Be sure to read Part 1 of our Athlon Buyer's Guide

When we first took a look at a final production version of AMD's Athlon CPU on a fully functional Slot-A motherboard, one of our initial reactions was, "Hey, you can't overclock this thing." A quick call to AMD revealed that they had taken a different approach to controlling the clock multiplier and voltage settings of the Athlon CPU than the market had been used to. Instead of allowing for the two options to be controlled and adjusted on the motherboard as they have been in the past, AMD placed the only method for controlling the clock multiplier and core voltage on the Athlon processor card itself.

This manipulation is done by a physical modification of a combination of 16 resistor slots on the processor card. A number of Taiwanese websites published the first instructions on the actual manipulation of a few of these resistors to increase the clock multiplier of the processor, but Dr. Thomas Pabst of Tom's Hardware Guide was actually the first to produce a complete guide on all of the available settings, including the settings for changing the core voltage. The guide is very well written and contains all of the background information necessary to know how one can physically overclock the Athlon, so take a look at it if you are truly interested.

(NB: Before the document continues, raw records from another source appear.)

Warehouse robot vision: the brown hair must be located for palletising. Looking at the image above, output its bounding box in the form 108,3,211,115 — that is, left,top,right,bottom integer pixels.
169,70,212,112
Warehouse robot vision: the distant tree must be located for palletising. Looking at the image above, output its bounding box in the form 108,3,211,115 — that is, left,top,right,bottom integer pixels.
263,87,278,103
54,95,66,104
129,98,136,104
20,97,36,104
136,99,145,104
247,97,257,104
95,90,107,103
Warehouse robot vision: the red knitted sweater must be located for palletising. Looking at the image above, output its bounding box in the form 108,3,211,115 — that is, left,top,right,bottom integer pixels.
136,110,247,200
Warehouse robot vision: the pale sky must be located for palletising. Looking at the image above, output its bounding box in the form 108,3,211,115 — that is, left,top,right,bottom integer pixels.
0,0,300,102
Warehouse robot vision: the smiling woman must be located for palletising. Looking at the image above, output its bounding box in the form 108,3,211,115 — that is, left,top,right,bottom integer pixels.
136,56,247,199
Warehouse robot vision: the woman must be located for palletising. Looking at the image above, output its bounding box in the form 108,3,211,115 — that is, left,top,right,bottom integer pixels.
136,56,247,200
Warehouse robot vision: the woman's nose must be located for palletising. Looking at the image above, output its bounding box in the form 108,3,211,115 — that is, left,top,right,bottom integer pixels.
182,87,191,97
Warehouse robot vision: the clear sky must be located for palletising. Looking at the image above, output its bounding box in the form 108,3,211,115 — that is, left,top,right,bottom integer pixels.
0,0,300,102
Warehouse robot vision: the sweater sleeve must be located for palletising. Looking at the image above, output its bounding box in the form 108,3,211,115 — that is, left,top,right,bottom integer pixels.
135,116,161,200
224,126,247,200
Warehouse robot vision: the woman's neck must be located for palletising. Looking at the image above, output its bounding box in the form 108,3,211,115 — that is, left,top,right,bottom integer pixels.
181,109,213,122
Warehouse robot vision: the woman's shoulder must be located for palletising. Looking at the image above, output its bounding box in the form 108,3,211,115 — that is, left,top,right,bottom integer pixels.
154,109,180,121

Since the release of that article, many individuals that are a little more than skilled with their soldering irons have taken it upon themselves to make a few bucks off of the modification. The fact of the matter is that when AMD released the Athlon back in August, they could already hit 750MHz in their own labs, so it makes perfect sense to expect that the Athlon is at least a decent overclocker. At the same time, the higher clock speed Athlons are out of the price range of many, while the Athlon 500 weighs in at a very competitive and reasonable price. What do these two events have in common? Take an Athlon 500, overclock it to 650MHz, and you now have a 650MHz Athlon for around $250.

Unfortunately, the modification process is very dangerous and should be reserved for those with quite a bit of experience with delicate soldering techniques. This is where the idea of capitalism comes in: at an added premium, a number of companies are offering pre-overclocked Athlon CPUs that operate at the higher speeds but cost lower than the higher clocked part would go for. Is there anything wrong with this? Not at all, as long as the vendor discloses that these CPUs are in fact overclocked and there are risks involved.

Some individuals have even taken it to the next level and have actually outfitted their modified Athlon CPUs with a set of dip switches that can control the clock multiplier and core voltage so that the control is placed back in the hands of the user. We were lucky enough to obtain an evaluation sample from one of these individuals, Mark Sorensen, the owner and operator of Trinity Micro. Trinity Micro is currently offering a modified Athlon 500 for $310, as well as the opportunity to have your own CPU modified for $125.00 + shipping and handling. While the pricing may seem quite steep, we had tremendous success with our evaluation Athlon 500, as you're about to see. Note that this potential does not apply to Trinity Micro's Athlon units alone, as they are all using the same chips, just different methods of modifying them in order to achieve the common goal: taming and overclocking the world's most robust x86 CPU.